One of the sort of secondary criteria for success for the work that we are doing is that our business colleagues have been willing to fund projects much more aggressively and at much higher levels than before. And the reason they're willing to do that is because, first, IT works in close partnership with the business and, second, we make the commitment to the business side in terms of the timeframe in which we'll deliver, the cost at which we will deliver, and the quality of our delivery, and we meet or exceed those targets.

And as long as we continue to meet or exceed those commitments, what we find is people are willing to make investments. If we weren't doing those kinds of things, they wouldn't make those investments.

If you're doing your projects on time and on budget and the quality is good, what's the significance of that competitively? Does that mean you can get new drugs to market quicker?
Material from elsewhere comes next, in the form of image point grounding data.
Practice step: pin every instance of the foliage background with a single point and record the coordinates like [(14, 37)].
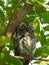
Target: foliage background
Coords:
[(38, 16)]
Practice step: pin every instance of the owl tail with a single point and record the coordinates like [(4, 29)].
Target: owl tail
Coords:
[(26, 63)]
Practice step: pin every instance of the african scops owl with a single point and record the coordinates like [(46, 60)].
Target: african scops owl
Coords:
[(25, 40)]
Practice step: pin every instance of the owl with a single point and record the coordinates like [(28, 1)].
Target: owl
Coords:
[(24, 42)]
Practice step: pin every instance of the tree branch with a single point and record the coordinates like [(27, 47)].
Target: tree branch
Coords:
[(17, 19), (40, 59)]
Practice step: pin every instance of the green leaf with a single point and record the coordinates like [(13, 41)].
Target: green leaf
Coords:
[(4, 40), (42, 38), (2, 16), (45, 17), (1, 3), (12, 60), (46, 28)]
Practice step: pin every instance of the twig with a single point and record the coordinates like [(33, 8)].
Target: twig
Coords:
[(40, 59)]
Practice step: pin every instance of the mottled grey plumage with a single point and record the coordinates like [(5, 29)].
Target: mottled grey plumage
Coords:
[(25, 40)]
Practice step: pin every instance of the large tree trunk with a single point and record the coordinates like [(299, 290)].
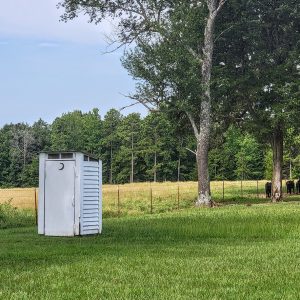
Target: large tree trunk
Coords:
[(277, 148), (204, 197)]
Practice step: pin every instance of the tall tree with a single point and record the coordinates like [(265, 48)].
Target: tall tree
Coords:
[(110, 143), (261, 72), (148, 21)]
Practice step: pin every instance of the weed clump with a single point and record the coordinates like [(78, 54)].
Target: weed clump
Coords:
[(11, 217)]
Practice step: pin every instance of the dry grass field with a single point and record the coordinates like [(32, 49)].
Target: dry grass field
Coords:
[(137, 198)]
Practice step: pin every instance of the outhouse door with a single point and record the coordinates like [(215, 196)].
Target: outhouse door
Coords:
[(59, 197)]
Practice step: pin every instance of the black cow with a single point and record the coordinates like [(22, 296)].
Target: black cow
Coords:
[(298, 187), (268, 189), (290, 186)]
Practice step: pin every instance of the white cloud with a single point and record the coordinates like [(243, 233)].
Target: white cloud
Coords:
[(48, 45), (40, 19)]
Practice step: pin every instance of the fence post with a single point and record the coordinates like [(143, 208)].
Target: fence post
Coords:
[(223, 190), (178, 196), (35, 205), (119, 201), (242, 188), (151, 204)]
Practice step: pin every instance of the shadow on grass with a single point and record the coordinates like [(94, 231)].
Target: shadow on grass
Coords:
[(22, 249)]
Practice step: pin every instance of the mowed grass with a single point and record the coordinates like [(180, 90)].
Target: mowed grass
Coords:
[(232, 252), (145, 197)]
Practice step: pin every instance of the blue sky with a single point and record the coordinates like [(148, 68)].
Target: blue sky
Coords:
[(48, 67)]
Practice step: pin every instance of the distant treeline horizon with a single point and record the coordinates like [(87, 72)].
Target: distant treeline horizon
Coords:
[(136, 149)]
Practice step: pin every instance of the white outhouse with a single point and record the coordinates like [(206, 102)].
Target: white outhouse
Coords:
[(70, 194)]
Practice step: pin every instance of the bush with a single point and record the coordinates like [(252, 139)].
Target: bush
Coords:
[(11, 217)]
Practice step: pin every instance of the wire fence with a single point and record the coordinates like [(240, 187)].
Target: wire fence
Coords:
[(139, 198)]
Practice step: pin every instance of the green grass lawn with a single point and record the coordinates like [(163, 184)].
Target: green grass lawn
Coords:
[(232, 252)]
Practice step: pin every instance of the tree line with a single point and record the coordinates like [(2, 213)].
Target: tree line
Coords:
[(136, 149), (211, 62)]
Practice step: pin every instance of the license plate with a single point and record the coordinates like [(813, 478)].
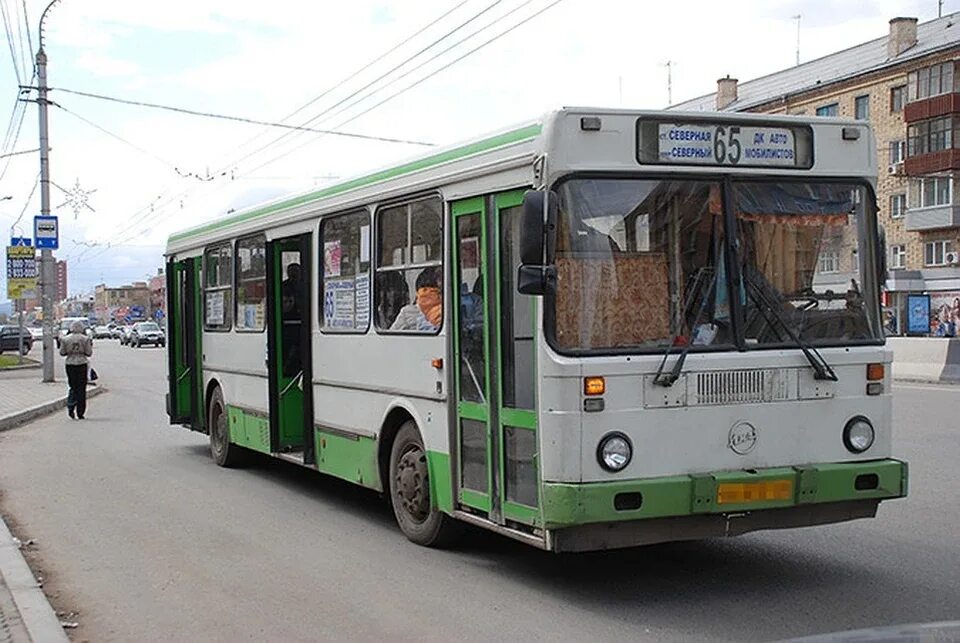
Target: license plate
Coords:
[(736, 493)]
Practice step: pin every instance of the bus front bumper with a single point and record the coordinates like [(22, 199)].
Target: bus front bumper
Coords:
[(719, 503)]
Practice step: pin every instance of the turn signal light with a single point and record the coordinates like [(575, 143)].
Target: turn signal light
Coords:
[(874, 372), (594, 386)]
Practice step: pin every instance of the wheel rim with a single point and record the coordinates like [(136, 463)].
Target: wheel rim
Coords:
[(411, 488)]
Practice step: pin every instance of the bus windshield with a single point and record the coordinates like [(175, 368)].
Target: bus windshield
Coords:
[(641, 265)]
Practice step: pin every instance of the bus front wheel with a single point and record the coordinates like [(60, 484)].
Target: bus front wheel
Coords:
[(419, 519), (225, 453)]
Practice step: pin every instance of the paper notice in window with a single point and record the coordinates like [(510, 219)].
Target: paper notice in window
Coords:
[(364, 244), (338, 303), (363, 300), (332, 254), (215, 308)]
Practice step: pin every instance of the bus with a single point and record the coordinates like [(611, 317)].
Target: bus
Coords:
[(602, 329)]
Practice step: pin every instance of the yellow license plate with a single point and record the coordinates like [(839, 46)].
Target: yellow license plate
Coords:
[(735, 493)]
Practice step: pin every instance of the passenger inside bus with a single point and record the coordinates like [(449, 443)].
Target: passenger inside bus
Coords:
[(291, 292), (426, 313), (392, 295)]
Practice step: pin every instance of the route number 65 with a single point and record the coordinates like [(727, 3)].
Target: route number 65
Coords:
[(726, 145)]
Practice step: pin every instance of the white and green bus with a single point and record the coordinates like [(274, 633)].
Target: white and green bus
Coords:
[(601, 329)]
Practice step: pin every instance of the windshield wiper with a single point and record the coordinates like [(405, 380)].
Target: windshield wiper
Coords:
[(821, 369), (668, 379)]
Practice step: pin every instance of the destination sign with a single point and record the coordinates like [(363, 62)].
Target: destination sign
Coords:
[(724, 144)]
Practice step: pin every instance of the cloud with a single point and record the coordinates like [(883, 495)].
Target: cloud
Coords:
[(106, 65)]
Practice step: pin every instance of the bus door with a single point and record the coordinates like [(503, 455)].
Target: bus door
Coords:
[(495, 375), (288, 347), (183, 344)]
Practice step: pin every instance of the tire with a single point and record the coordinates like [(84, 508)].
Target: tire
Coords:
[(224, 453), (419, 520)]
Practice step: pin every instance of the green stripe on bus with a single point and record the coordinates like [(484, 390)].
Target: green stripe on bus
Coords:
[(441, 486), (565, 505), (348, 458), (507, 138)]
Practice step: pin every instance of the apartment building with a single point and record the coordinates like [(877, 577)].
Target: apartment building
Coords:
[(907, 85)]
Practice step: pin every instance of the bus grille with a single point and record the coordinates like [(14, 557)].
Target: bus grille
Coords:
[(738, 387)]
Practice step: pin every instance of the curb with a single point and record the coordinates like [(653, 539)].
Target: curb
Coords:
[(36, 613), (20, 367), (34, 412)]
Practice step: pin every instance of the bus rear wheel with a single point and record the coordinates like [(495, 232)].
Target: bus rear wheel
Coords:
[(419, 519), (224, 452)]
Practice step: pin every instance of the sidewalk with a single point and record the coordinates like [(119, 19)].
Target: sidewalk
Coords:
[(23, 397), (25, 613)]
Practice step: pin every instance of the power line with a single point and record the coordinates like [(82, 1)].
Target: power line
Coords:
[(429, 60), (120, 236), (9, 33), (145, 212), (425, 78), (14, 140), (365, 67), (375, 80), (26, 22), (239, 119), (20, 30), (27, 204), (19, 153), (119, 138)]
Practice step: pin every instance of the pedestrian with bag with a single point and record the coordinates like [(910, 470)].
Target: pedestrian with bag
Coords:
[(77, 347)]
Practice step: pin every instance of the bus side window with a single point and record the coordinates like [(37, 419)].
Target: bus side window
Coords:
[(409, 274)]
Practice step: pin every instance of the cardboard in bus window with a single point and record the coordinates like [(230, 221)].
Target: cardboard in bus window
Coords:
[(215, 308)]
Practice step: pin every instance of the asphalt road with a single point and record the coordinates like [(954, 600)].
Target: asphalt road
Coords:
[(142, 534)]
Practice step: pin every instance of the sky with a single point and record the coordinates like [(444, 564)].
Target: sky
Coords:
[(127, 176)]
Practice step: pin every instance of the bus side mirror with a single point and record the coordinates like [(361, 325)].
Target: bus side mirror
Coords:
[(538, 222), (882, 258)]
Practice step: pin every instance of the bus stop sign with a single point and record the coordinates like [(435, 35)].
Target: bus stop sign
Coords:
[(46, 232)]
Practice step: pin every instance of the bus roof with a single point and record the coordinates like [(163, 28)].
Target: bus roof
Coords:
[(518, 134), (525, 133)]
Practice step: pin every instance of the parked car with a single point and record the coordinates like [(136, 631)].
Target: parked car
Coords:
[(125, 335), (66, 323), (147, 333), (10, 340), (102, 332)]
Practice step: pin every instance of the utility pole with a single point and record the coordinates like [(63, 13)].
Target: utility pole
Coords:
[(797, 18), (669, 66), (47, 267)]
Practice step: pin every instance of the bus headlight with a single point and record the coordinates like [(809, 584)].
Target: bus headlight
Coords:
[(858, 435), (614, 451)]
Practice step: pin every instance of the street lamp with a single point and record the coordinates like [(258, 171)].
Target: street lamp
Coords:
[(47, 278)]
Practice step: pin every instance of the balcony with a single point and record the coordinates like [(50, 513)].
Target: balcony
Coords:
[(930, 162), (932, 218), (932, 107)]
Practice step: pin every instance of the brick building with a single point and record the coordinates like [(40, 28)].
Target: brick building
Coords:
[(158, 294), (907, 84), (115, 304)]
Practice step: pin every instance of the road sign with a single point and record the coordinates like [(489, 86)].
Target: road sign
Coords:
[(21, 271), (46, 232)]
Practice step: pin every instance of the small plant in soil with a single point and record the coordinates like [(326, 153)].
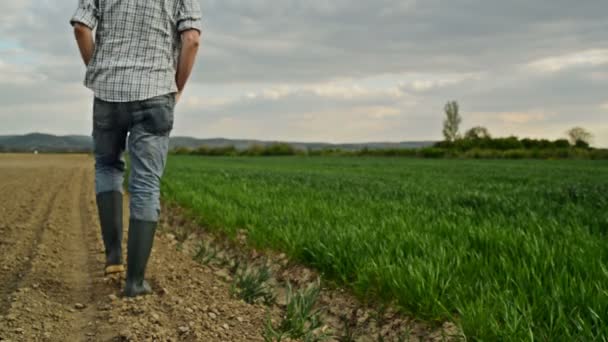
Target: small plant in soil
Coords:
[(205, 253), (251, 285), (301, 320), (348, 323)]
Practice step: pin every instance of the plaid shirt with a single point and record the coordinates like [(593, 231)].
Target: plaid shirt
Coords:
[(137, 45)]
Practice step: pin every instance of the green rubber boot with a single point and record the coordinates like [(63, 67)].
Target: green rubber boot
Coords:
[(139, 246), (109, 205)]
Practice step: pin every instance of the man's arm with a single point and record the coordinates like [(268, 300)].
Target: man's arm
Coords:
[(190, 44), (86, 44)]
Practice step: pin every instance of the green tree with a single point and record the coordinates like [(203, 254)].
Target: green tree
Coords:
[(580, 137), (452, 122), (478, 132)]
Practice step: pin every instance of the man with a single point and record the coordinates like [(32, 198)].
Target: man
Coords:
[(137, 66)]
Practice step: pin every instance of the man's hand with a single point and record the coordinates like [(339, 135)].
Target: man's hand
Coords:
[(190, 44), (86, 44)]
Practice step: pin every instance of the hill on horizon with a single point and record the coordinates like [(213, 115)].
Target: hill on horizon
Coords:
[(42, 142)]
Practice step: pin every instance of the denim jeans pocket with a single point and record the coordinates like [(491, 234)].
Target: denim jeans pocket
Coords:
[(104, 117), (157, 114)]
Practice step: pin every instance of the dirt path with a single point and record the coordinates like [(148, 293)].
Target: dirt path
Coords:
[(51, 278), (52, 286)]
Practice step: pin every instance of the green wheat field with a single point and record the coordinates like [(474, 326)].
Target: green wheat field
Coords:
[(509, 250)]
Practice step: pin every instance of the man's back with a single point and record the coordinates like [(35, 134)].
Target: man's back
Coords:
[(137, 45), (138, 65)]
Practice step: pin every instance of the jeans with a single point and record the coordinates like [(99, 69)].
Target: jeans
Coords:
[(147, 124)]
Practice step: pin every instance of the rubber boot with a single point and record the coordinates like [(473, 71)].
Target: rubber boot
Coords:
[(109, 205), (139, 246)]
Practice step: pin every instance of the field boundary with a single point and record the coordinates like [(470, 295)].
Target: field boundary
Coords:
[(341, 310)]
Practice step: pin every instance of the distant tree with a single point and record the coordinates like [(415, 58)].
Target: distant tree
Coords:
[(580, 137), (477, 132), (561, 143), (452, 122)]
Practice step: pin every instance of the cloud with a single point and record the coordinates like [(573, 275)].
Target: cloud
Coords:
[(339, 70), (594, 57)]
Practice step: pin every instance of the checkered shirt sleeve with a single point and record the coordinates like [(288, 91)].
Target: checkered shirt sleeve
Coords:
[(189, 16), (87, 13)]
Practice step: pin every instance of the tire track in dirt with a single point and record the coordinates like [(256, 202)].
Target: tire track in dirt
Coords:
[(10, 282), (52, 301)]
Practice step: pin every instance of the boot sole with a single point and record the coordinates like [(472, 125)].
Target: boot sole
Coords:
[(113, 269)]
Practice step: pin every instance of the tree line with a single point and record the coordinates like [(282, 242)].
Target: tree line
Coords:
[(479, 137)]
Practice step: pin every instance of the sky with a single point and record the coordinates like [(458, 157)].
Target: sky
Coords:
[(339, 71)]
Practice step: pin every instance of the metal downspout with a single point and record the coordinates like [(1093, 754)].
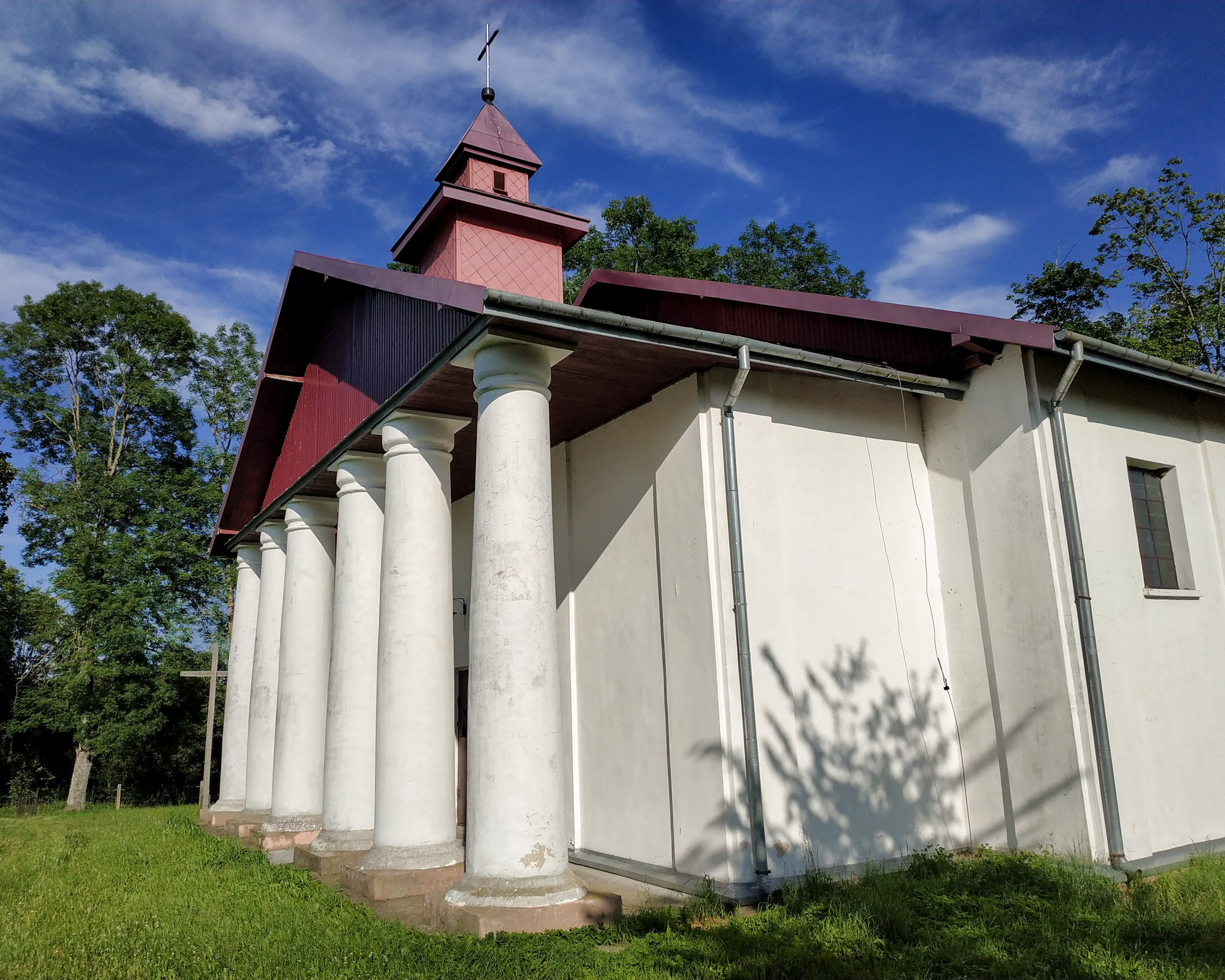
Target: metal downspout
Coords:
[(1084, 610), (741, 605)]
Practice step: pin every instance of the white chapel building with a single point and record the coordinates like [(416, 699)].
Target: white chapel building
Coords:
[(693, 580)]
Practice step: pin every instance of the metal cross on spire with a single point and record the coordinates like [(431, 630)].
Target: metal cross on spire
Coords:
[(487, 93)]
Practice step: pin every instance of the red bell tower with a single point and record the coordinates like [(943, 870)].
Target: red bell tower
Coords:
[(479, 227)]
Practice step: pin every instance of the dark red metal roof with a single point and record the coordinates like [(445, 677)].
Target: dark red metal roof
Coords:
[(345, 339), (490, 135), (352, 341), (924, 340)]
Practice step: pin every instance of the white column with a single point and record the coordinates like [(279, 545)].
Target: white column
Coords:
[(349, 750), (305, 650), (261, 729), (238, 680), (415, 746), (516, 841)]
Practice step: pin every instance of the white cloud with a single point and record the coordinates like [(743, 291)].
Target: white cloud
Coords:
[(936, 257), (188, 109), (392, 79), (36, 93), (208, 296), (1119, 172), (1038, 101)]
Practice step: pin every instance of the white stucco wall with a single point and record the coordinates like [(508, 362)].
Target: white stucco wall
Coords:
[(858, 745), (1162, 658), (877, 542)]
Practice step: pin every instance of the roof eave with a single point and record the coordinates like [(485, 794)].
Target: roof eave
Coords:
[(921, 318)]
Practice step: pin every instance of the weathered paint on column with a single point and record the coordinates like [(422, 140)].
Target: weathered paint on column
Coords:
[(517, 839), (232, 793), (305, 649), (416, 783), (349, 749), (261, 729)]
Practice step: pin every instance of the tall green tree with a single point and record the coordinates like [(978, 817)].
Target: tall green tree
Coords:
[(92, 382), (222, 386), (1170, 242), (1065, 294), (636, 239), (1169, 246), (792, 257)]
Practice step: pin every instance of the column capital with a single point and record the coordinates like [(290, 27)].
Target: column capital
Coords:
[(310, 512), (419, 433), (358, 472), (248, 555), (555, 351), (272, 534)]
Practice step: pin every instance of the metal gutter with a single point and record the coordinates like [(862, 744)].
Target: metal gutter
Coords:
[(1084, 610), (1144, 366), (743, 893), (564, 316), (741, 607)]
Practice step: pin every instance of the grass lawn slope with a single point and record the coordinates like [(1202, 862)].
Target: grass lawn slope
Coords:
[(144, 893)]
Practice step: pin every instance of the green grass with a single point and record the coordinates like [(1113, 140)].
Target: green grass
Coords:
[(144, 893)]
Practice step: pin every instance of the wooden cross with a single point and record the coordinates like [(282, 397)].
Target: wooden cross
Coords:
[(486, 50), (209, 734)]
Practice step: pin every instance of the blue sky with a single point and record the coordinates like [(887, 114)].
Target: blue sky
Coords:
[(947, 150)]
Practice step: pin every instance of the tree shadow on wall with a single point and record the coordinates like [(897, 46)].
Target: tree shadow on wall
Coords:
[(869, 769), (865, 775)]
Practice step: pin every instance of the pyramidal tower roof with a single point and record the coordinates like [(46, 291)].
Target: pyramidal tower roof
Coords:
[(490, 136)]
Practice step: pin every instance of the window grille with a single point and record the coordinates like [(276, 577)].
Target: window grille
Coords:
[(1153, 529)]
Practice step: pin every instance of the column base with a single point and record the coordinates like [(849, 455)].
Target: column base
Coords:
[(221, 812), (279, 835), (419, 858), (482, 920), (242, 824), (342, 842), (536, 892), (326, 864), (388, 884)]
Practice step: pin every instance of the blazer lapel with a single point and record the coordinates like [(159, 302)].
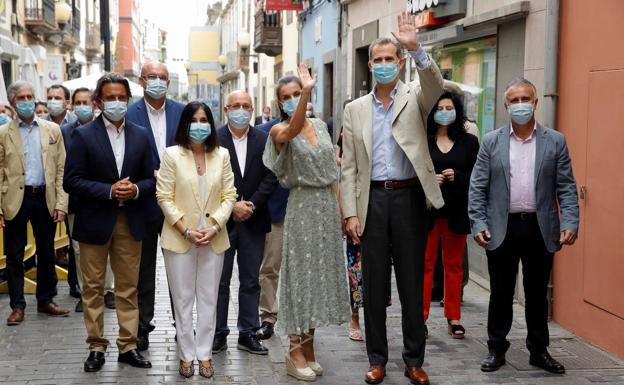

Sure. Every major initiative that we have under way right now has a set of business metrics associated with it that deal with one or all of the following: They deal with capacity, meaning how many drugs can we discover and develop simultaneously with our budgets in the work force we have available to us; speed, meaning how long does it take us to identify new compounds that perhaps we want to take into testing, how long does it take us to take those drugs all the way through human testing and then to file them with regulatory agencies; and then the third is quality—are we bringing forward potential new drugs that are going to be of sufficient quality that they're going to, in essence, meet a significant unmet medical need and, thus, hopefully be financially advantageous to us as well?

Every major initiative that we're working on now has its own set of business metrics associated with it. Now, because these are relatively complex, relatively large, multigeographic, multifunctional initiatives in many cases, they are not going to be successful unless we're dealing with the three dimensions of people—meaning, are we organized correctly to deliver that business value, do people have the right skills to deliver that business value, and are they trained appropriately in the processes that they use in order to deliver that business value.

Next is process, meaning, do we have a well-defined and standardized set of activities that support the process, whether it's drug discovery, drug development, manufacturing, what our sales people do in the field? And then when those processes are codified, do we have a set of technologies that support the efficient and effective execution of those processes?

By making sure we are delivering the technology on budget, on schedule, with the right level of quality, then we contribute to the realization of those business objectives. We have some thoroughly aggressive objectives in terms of reduction of cycle time in our clinical development area, increase in capacity of our research groups and effectiveness of our sales force out in the field. Again, everything we do has to support those business objectives.

But the only way those things could happen is if we were putting the technology in place that made those processes executable and enabled the people to work the way they need to work.